PROPERTIES OF MATTER CYU 1

Solution 1

Problem 1: Thermal Creep on an Inclined Plane

(a) Analysis of Temperature Rise (Expansion)

When the temperature increases by $\Delta T$, the rod expands. Friction opposes relative motion. There exists a “neutral point” on the rod where the displacement is zero relative to the plane.

Above Neutral Point ($l_1$): Rod expands upwards. Friction acts downwards.
Below Neutral Point ($l_2$): Rod expands downwards. Friction acts upwards.

The rod is in equilibrium, so the net friction force must balance the component of gravity acting down the slope ($mg \sin\theta$).

$$ f_{net} = f_{lower} – f_{upper} = mg \sin\theta $$

Assuming limiting friction density $f = \mu \lambda g \cos\theta$ (where $\lambda = m/L$):

$$ (\mu l_2 \lambda g \cos\theta) – (\mu l_1 \lambda g \cos\theta) = (\lambda L) g \sin\theta $$ $$ \mu (l_2 – l_1) \cos\theta = L \sin\theta \implies l_2 – l_1 = L \frac{\tan\theta}{\mu} $$

Solving with $l_1 + l_2 = L$, we find the lengths of the segments:

$$ l_1 = \frac{L}{2} \left( 1 – \frac{\tan\theta}{\mu} \right), \quad l_2 = \frac{L}{2} \left( 1 + \frac{\tan\theta}{\mu} \right) $$

Displacements:

Upper Edge: Shifts Up by $\Delta l_1 = l_1 \alpha \Delta T$.
Lower Edge: Shifts Down by $\Delta l_2 = l_2 \alpha \Delta T$.
Mass Center (COM): The COM is initially at $L/2$ from the top. The neutral point is at $l_1$. Since $l_1 < L/2$, the COM is located in the lower segment (moving down).
Shift of COM = Distance from Neutral Point $\times \alpha \Delta T$
Shift = $(L/2 – l_1) \alpha \Delta T = \frac{L}{2} \frac{\tan\theta}{\mu} \alpha \Delta T$ (Downwards).

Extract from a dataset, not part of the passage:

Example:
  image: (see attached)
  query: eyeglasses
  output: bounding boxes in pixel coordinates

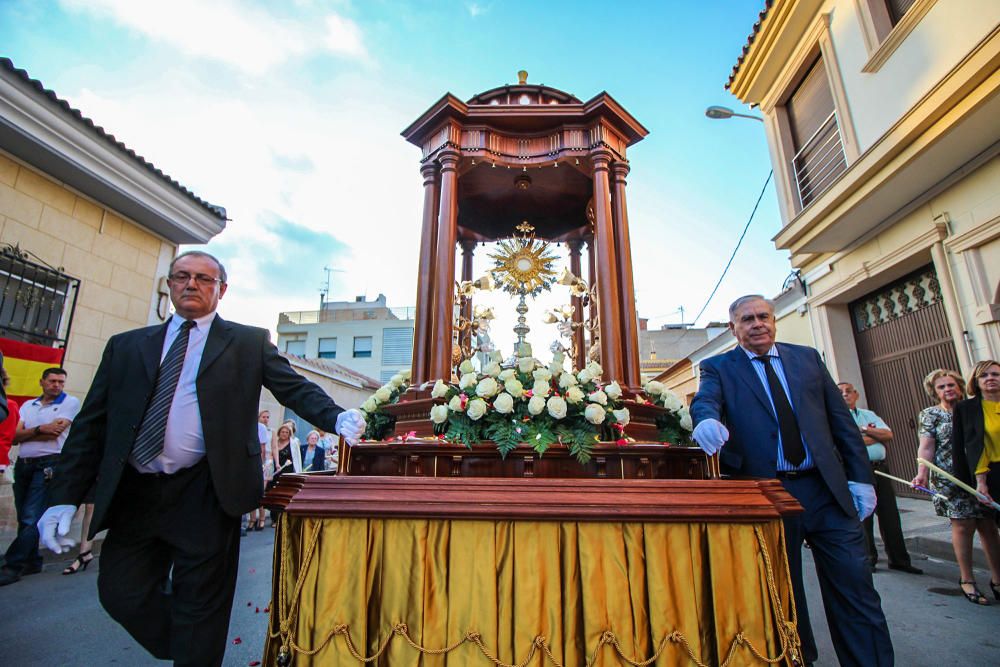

(b) Analysis of Temperature Fall (Contraction)

During cooling, the rod contracts towards a new neutral point.

Upper part ($l_1’$): Moves down. Friction acts upwards.
Lower part ($l_2’$): Moves up. Friction acts downwards.

Net force equilibrium ($F_{net}$ balances $mg \sin\theta$): $$ F_{up} – F_{down} = mg \sin\theta $$ $$ \mu (l_1′ – l_2′) \cos\theta = L \sin\theta \implies l_1′ – l_2′ = L \frac{\tan\theta}{\mu} $$

Solving with $l_1′ + l_2′ = L$:

$$ l_1′ = \frac{L}{2} \left( 1 + \frac{\tan\theta}{\mu} \right) $$

Displacements:

Upper Edge: Shifts Down.
Lower Edge: Shifts Up.
Mass Center (COM): The neutral point is now lower down ($l_1′ > L/2$). The COM is above the neutral point, so it moves downwards.
Shift = $(l_1′ – L/2) \alpha \Delta T = \frac{L \tan\theta}{2\mu} \alpha \Delta T$ (Downwards).

(c) Net Shift during Complete Cycle

The rod shifts downwards during heating and shifts further downwards during cooling. This phenomenon is known as “thermal creep”.

$$ \text{Total Shift} = \text{Shift}_{heating} + \text{Shift}_{cooling} $$ $$ \text{Total Shift} = \frac{L \tan\theta}{2\mu} \alpha \Delta T + \frac{L \tan\theta}{2\mu} \alpha \Delta T $$

            Net Shift: $\frac{L \tan\theta}{\mu} \alpha \Delta T$ downwards along the incline.